The reported issue was a repeating F58 BMS Communication Fault.

The fault would:

  • Trigger roughly every 10 minutes
  • Clear after about 2 minutes
  • Repeat continuously

The inverter would recover on its own, then F58 fault again shortly after.


First Thought – Incorrect BMS Configuration

Because there were two battery banks running in parallel but only one BMS cable connected, my first assumption was that communication topology was wrong.

So we changed it:

  • Disabled parallel battery setting
  • Switched to dual channel mode
  • Ran separate BMS cables:
    • Bank 1 to BMS1
    • Bank 2 to BMS2

Logically, this should have cleaned things up.

It made absolutely no difference.

At that point I knew it wasn’t just a configuration issue.


Second Direction – Grid Instability

Because of the municipal breaker issue, I shifted focus to the AC side.

The system was bypassed temporarily, which gave me room to experiment without risking shutdowns to the site.

I started playing with operational states.

Here’s where it got interesting.

If I disabled export to grid-tied loads, the fault stopped completely.

As soon as export resumed, the F58 fault came back.

That was the first real clue.


Controlled Testing

I then started deliberately manipulating current.

High discharge

Let the batteries discharge at maximum current.

Fault returned almost immediately.

Let battery rest

Once battery reached its discharge floor and current dropped.

Fault stopped.

Forced charge at 5A

Charged cleanly.

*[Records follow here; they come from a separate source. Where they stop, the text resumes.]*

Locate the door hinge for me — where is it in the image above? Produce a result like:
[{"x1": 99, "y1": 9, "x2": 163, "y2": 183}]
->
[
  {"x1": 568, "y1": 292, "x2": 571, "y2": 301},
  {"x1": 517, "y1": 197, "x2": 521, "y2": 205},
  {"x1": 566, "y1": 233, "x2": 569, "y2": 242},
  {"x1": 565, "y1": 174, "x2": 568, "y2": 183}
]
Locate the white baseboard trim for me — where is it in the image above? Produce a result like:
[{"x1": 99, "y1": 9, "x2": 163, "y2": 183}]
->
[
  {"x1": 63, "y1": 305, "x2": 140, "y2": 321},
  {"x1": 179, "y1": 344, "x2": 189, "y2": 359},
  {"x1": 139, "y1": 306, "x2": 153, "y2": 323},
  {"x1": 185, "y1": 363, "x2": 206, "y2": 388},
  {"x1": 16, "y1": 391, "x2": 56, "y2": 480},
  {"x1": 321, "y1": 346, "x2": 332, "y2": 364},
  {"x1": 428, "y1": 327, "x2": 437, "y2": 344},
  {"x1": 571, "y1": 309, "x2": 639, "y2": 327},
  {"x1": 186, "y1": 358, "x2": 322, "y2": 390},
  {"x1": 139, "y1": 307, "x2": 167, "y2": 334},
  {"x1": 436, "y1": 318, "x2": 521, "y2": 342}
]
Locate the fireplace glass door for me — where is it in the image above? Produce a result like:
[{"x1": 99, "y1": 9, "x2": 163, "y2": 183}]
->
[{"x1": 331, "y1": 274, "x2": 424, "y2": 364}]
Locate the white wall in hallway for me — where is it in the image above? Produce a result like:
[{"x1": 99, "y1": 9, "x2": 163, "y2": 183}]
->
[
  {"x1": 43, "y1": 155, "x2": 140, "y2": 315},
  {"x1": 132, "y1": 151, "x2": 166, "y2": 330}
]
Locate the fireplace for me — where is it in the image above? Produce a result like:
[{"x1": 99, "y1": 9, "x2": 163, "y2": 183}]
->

No fault.

Increased to 50A

Fault immediately returned.

Reduced to 10A

Stable again.

That pattern was too consistent to ignore.

You can see by the image below, the moment charge currents were increased from small amounts to larger amounts, the BMS communication loss occurs as listed above.


Pattern Identified

The F58 fault only occurred when there was high AC current at the inverter.

Specifically:

  • High charge current (large AC input current)
  • High discharge current (large AC output current)
  • High export during PV production

When current was low — the system was stable.

That ruled out:

  • Random firmware instability
  • Pure battery failure
  • Inverter hardware defect
  • Grid frequency behaviour

The variable was current magnitude.

Further evidence to this can be seen in the below images where if a high AC current is present at the inverter, we can see the same BMS communication loss. When grid currents are low, there is no BMS communication loss (batteries are not charging nor discharging at this point, inverter is set to keep batteries charged).


What That Left

At that point, there was only one logical direction left:

Interference.

The BMS cable was running near high-current AC conductors.

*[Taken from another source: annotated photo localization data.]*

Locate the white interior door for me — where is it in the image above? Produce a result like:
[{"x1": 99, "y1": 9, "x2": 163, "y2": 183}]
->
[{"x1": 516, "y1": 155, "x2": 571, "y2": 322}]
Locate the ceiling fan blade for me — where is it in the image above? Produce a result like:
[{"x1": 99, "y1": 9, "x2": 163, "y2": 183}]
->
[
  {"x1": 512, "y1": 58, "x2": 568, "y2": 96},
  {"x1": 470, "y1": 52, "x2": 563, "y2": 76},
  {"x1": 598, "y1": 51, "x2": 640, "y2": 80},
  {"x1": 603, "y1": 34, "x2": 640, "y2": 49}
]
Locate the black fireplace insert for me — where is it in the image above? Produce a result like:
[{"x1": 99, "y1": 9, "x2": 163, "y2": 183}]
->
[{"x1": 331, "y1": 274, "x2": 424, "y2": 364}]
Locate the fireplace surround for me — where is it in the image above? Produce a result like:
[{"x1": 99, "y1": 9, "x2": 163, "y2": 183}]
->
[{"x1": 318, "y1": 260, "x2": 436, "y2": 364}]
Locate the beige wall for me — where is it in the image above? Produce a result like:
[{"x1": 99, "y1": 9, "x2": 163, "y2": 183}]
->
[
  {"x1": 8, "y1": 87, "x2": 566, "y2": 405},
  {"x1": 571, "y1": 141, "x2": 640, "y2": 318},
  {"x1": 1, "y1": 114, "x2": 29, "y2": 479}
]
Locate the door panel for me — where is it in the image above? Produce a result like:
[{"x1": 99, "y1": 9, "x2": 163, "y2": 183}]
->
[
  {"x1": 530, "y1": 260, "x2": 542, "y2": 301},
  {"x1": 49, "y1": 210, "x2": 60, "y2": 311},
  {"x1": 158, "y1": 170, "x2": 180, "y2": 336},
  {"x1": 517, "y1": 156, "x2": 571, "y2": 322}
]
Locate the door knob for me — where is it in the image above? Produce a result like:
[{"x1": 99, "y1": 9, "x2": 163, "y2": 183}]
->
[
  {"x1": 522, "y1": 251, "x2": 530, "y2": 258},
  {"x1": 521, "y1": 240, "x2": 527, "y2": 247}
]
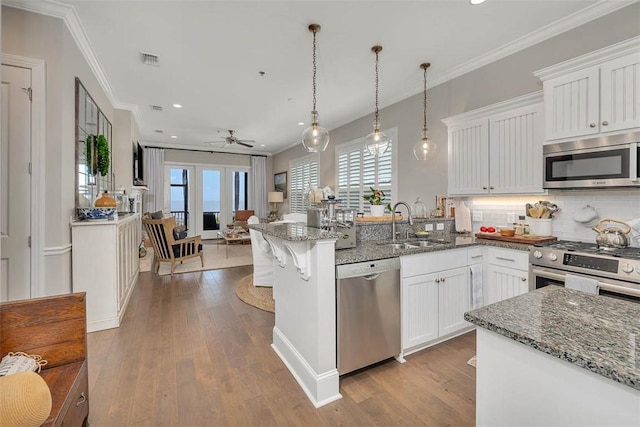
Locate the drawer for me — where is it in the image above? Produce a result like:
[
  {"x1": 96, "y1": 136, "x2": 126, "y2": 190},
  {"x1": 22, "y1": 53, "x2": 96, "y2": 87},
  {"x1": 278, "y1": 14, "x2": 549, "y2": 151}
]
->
[
  {"x1": 402, "y1": 248, "x2": 468, "y2": 277},
  {"x1": 60, "y1": 362, "x2": 89, "y2": 427},
  {"x1": 467, "y1": 247, "x2": 484, "y2": 264},
  {"x1": 486, "y1": 247, "x2": 529, "y2": 270}
]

Under heavy load, electromagnetic noise was being induced onto the communication line.

That explained the behaviour perfectly:

  1. Inverter starts charging
  2. High current flows
  3. Interference corrupts BMS signal
  4. Inverter logs comm fault
  5. Charging stops
  6. Current drops
  7. Interference disappears
  8. Inverter recovers
  9. Charging resumes
  10. Cycle repeats

The 10-minute repetition lined up with retry behaviour.

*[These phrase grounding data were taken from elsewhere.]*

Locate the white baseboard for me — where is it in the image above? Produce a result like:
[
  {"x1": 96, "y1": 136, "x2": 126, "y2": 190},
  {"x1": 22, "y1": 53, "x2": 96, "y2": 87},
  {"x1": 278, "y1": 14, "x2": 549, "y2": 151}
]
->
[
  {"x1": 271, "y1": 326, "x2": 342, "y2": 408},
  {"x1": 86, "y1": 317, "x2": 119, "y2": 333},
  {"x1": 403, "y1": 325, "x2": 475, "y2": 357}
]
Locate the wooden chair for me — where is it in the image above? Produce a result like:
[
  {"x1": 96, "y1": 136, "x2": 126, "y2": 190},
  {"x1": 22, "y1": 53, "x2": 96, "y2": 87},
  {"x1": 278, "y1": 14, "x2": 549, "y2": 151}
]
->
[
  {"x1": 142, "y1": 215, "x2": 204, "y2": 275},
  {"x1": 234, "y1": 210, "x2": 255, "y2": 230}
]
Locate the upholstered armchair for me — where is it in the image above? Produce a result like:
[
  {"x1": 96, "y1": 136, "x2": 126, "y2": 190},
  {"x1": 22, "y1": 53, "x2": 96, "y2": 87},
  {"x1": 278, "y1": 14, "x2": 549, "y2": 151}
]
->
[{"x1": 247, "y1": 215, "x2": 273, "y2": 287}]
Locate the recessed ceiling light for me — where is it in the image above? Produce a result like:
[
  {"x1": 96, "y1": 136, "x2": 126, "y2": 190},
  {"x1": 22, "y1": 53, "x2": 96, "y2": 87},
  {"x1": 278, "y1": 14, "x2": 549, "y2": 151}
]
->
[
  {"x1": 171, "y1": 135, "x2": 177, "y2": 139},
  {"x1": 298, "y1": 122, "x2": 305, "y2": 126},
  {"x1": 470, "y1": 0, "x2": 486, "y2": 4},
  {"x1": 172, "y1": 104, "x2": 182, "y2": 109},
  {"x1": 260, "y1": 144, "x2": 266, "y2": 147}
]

Both the battery manufacturer and inverter manufacturer had initially pointed fingers at each other. In reality, both devices were doing exactly what they should.

The problem wasn’t either device.

It was the communication layer between them.


Fix

We:

  • Replaced the BMS cable with shielded CAT6
  • Rerouted it away from AC and DC power cables
  • Added a ferrite toroid to suppress high-frequency noise
  • Ensured no parallel runs alongside high-current conductors

After that:

  • No recurrence of the F58 BMS comm fault
  • Stable high-current charging
  • Stable discharge
  • No cyclical shutdowns

System has been operating normally since.


Takeaways

  • If a communication fault appears cyclical and load-dependent, suspect interference.
  • High-current environments demand proper cable routing.
  • Shielding and physical separation matter more than most people think.
  • Always isolate the variable before replacing hardware.
  • If two manufacturers are blaming each other, go back to fundamentals.